From: Joshua Watt <jpewhacker@gmail.com>
Message-ID: <1509397459.6057.20.camel@gmail.com>
Subject: Re: NFS Force Unmounting
To: "J. Bruce Fields" <bfields@fieldses.org>
Cc: linux-nfs@vger.kernel.org
Date: Mon, 30 Oct 2017 16:04:19 -0500
In-Reply-To: <20171030202045.GA6168@fieldses.org>
References: <1508951506.2542.51.camel@gmail.com>
         <20171030202045.GA6168@fieldses.org>
Content-Type: text/plain; charset="UTF-8"
Mime-Version: 1.0
Sender: linux-nfs-owner@vger.kernel.org

On Mon, 2017-10-30 at 16:20 -0400, J. Bruce Fields wrote:
> On Wed, Oct 25, 2017 at 12:11:46PM -0500, Joshua Watt wrote:
> > I'm working on a networking embedded system where NFS servers can
> > come
> > and go from the network, and I've discovered that the Kernel NFS
> > server
> 
> For "Kernel NFS server", I think you mean "Kernel NFS client".

Yes, sorry. I was digging through the code and saw "struct nfs_server",
which is really "The local client object that represents the remote
server", and it inadvertently crept into my e-mail.

> 
> > make it difficult to cleanup applications in a timely manner when
> > the
> > server disappears (and yes, I am mounting with "soft" and
> > relatively
> > short timeouts). I currently have a user space mechanism that can
> > quickly detect when the server disappears, and does a umount() with
> > the
> > MNT_FORCE and MNT_DETACH flags. Using MNT_DETACH prevents new
> > accesses
> > to files on the defunct remote server, and I have traced through
> > the
> > code to see that MNT_FORCE does indeed cancel any current RPC tasks
> > with -EIO. However, this isn't sufficient for my use case because
> > if a
> > user space application isn't currently waiting on an RCP task that
> > gets
> > canceled, it will have to timeout again before it detects the
> > disconnect. For example, if a simple client is copying a file from
> > the
> > NFS server, and happens to not be waiting on the RPC task in the
> > read()
> > call when umount() occurs, it will be none the wiser and loop
> > around to
> > call read() again, which must then try the whole NFS timeout +
> > recovery
> > before the failure is detected. If a client is more complex and has
> > a
> > lot of open file descriptor, it will typical have to wait for each
> > one
> > to timeout, leading to very long delays.
> > 
> > The (naive?) solution seems to be to add some flag in either the
> > NFS
> > client or the RPC client that gets set in nfs_umount_begin(). This
> > would cause all subsequent operations to fail with an error code
> > instead of having to be queued as an RPC task and the and then
> > timing
> > out. In our example client, the application would then get the -EIO
> > immediately on the next (and all subsequent) read() calls.
> > 
> > There does seem to be some precedence for doing this (especially
> > with
> > network file systems), as both cifs (CifsExiting) and ceph
> > (CEPH_MOUNT_SHUTDOWN) appear to implement this behavior (at least
> > from
> > looking at the code. I haven't verified runtime behavior).
> > 
> > Are there any pitfalls I'm oversimplifying?
> 
> I don't know.
> 
> In the hard case I don't think you'd want to do something like
> this--applications expect mounts to be stay pinned while they're
> using
> them, not to get -EIO.  In the soft case maybe an exception like this
> makes sense.

Yes, I agree... maybe it should only do anything in the "soft" case (at
least, that works for my use case), however as a bit of a counter
argument, you *can* get -EIO even when mounted with "hard" because
nfs_umount_begin() still calls rpc_killall_tasks(), which will abort
any *pending* operations with -EIO, just not any future ones.
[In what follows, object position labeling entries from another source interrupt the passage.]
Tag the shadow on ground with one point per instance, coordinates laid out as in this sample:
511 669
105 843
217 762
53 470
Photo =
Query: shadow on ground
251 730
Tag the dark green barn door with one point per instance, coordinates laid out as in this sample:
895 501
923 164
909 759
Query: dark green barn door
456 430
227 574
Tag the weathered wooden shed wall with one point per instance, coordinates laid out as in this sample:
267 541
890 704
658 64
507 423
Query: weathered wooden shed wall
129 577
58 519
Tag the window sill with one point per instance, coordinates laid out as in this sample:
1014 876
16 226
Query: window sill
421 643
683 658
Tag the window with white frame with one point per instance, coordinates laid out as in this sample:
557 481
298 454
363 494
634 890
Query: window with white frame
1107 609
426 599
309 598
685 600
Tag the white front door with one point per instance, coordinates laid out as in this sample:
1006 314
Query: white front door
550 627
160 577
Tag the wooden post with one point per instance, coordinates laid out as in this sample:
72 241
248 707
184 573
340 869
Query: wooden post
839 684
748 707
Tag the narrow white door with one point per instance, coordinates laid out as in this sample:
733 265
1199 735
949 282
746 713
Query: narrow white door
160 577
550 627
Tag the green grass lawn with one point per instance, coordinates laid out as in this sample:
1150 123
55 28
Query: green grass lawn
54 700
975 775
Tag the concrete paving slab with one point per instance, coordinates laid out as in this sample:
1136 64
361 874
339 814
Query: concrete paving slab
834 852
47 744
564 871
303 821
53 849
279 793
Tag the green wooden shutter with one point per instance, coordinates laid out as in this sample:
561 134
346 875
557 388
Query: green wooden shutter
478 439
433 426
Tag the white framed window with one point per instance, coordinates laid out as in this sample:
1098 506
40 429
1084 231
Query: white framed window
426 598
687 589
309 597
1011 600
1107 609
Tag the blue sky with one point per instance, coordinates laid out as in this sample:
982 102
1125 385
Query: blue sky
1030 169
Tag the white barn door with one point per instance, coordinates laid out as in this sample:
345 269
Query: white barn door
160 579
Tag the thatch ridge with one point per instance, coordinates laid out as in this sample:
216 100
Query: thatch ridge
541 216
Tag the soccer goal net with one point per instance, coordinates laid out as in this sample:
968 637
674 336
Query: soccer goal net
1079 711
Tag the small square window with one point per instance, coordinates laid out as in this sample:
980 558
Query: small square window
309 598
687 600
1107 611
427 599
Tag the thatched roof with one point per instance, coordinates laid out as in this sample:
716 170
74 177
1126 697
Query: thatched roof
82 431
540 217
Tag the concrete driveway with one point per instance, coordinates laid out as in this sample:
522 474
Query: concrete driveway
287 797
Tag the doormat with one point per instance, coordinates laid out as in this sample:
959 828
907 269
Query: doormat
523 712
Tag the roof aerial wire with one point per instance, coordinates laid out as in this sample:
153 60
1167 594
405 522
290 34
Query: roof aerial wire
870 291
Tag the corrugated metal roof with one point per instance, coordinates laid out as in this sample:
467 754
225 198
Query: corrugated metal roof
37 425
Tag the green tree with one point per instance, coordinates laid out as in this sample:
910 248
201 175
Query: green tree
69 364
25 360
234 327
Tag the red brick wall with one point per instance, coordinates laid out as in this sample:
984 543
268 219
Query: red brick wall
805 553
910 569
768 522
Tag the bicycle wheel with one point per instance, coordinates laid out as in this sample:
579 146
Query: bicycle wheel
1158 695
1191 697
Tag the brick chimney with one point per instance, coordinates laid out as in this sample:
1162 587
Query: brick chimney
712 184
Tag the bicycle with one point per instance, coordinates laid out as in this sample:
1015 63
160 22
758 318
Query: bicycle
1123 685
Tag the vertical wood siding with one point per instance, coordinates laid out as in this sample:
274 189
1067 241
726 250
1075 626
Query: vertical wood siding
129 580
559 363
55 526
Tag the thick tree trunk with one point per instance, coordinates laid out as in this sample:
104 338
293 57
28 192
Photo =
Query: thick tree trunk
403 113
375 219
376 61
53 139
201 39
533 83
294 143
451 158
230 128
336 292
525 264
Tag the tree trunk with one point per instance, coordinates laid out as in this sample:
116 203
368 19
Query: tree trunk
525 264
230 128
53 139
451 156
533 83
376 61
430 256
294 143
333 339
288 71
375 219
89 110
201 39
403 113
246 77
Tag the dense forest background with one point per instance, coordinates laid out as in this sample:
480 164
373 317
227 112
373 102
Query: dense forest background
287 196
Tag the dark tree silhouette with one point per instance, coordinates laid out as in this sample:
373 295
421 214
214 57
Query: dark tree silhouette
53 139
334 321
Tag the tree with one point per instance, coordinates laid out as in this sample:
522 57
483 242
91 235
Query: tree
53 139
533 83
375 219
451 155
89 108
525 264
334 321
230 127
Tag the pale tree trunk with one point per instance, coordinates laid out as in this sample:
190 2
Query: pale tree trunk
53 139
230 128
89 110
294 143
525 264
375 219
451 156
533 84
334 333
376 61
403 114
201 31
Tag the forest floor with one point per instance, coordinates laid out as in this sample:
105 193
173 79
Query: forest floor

I also found that it causes a little havoc if you mount with the
"sharedcache" mount option because putting one mount into the force
unmounting state also causes all the other mounts to start returning
-EIO, as they are all sharing a superblock. Perhaps this is the correct
behavior anyway, but it certainly seems non-intuitive to a user that
force unmounting one directory would have such an effect on others so I
suspect not. I'm not sure of a decent way around this one (other than
mounting with "nosharedcache"). Is it even reasonable to detect if you
are force unmounting a superblock mounted in multiple locations and
then somehow split it up so that one mounted location can diverge in
behavior from the others (or some other mechanism I haven't thought
of)? Again however, the same counter argument as above still applies
here: if you force unmount one of the mounts that shares a superblock,
you can get -EIO on the others if they happen to have a pending
operation at the time.


> 
> --b.

Thanks,
Joshua Watt